Se veía mucho mayor con el vestido, y él sonrió apreciativamente—.
Te ves bien, Zoe.
—¿En serio?
—una tímida sonrisa se extendió por su rostro, y se miró a sí misma.
—Sí, te ves bien.
Después de un momento, sus ojos lo miraron mientras su cabeza permanecía inclinada hacia abajo, haciéndola parecer una niña planeando algún tipo de broma malvada.
Era otra de esas expresiones inquietantes de las que era capaz, y sus cejas se juntaron preguntándose qué estaría planeando.
—Lucas…
—dijo, pestañeando rápidamente, lo que él había llegado a entender como una señal de manipulación inminente.
—¿Qué?
—preguntó con cautela.
—Hay algo que siempre me he preguntado —apretó la falda de su vestido y comenzó a acercarse a él—.

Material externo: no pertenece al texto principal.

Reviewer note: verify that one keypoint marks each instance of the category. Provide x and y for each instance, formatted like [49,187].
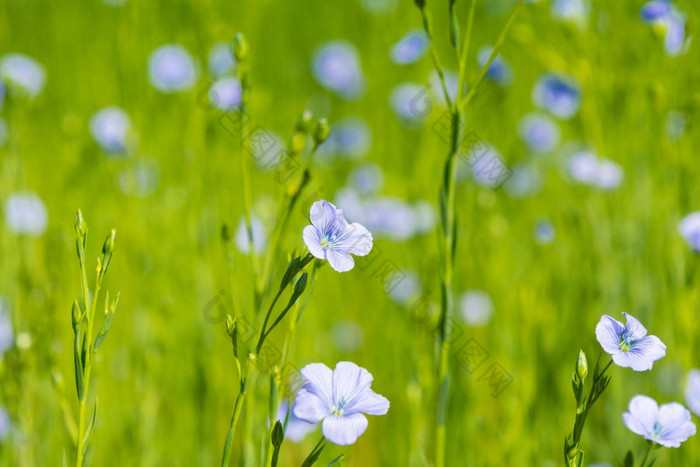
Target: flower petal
[308,407]
[608,332]
[344,430]
[355,239]
[340,261]
[675,420]
[642,415]
[320,381]
[634,329]
[313,242]
[322,215]
[349,380]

¿Sería un gran golpe para su autoestima si se alejaba?
Pero Lucas se mantuvo firme, y Zoe se paró justo frente a él, cara a cara.

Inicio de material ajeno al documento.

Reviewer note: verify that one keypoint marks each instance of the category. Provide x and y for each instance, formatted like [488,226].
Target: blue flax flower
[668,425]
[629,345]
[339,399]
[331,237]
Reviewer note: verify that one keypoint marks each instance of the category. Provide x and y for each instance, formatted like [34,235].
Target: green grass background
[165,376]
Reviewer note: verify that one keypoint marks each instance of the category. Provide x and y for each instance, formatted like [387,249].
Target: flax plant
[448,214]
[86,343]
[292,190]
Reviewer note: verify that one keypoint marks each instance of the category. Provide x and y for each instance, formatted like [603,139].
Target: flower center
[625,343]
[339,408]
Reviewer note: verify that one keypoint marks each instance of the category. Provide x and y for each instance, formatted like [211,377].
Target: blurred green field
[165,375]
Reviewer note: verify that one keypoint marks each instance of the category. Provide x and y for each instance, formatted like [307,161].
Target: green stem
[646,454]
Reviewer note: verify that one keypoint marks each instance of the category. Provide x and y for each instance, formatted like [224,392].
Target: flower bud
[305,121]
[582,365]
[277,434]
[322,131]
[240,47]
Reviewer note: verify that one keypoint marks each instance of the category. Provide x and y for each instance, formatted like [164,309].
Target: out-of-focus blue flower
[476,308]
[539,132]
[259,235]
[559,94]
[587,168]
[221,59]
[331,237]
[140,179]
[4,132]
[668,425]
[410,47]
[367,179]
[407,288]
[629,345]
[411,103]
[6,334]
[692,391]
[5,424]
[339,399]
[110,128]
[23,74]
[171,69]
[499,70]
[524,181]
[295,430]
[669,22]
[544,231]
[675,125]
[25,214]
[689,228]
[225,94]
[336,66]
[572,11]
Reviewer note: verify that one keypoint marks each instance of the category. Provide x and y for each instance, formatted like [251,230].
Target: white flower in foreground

—Soy vieja según los estándares humanos y licanos —dijo—.
Y nunca he besado ni he tenido intimidad con nadie.
«Mierda», gimió Lucas internamente.
¿Cómo iba a salir de esta?
—¿Cuántos años tienes?
—preguntó, intentando desviar la dirección de este tema.
Un momento de incertidumbre pasó por sus ojos oscuros como si estuviera debatiendo si responder o no—.
Sesenta y tres —fue su suave respuesta.
Los ojos de Lucas se abrieron de sorpresa; no pudo evitarlo.
Era lo suficientemente mayor como para ser su abuela.
—Exactamente —respondió a su reacción no expresada—.
Siempre ha sido al menos una curiosidad científica para mí…
—Eso no es viejo según los estándares de vampiros —la interrumpió—.
¿Verdad?
Sigues siendo una bebé.
Ella resopló ante la broma—.
Supongo que no lo sabría.
Nunca he conocido a uno.
—¿Cómo es eso posible?
Se encogió de hombros—.
No recuerdo haber conocido a ninguno.
—Entonces, ¿qué recuerdas de tu vida antes de aquí?
—preguntó, alejándose de ella con toda la naturalidad que pudo.
—Era oscuro.
Y frío.
Como la mazmorra —su expresión se dividió y se perdió en un recuerdo.
Pasaron minutos mientras permanecía distante e inmóvil, como si estuviera reviviendo algo en su mente, sin darse cuenta de cuánto tiempo pasaba en su entorno actual.
Lucas observó pacientemente, curioso de si este era un rasgo peculiar de cada vampiro que debe experimentar el tiempo de una manera muy diferente.
Finalmente, suspiró profundamente, despertando de su ensueño—.
Voy a cambiarme —su melancolía había regresado como una nube oscura.
Lucas la observó mientras se alejaba, su curiosidad científica olvidada.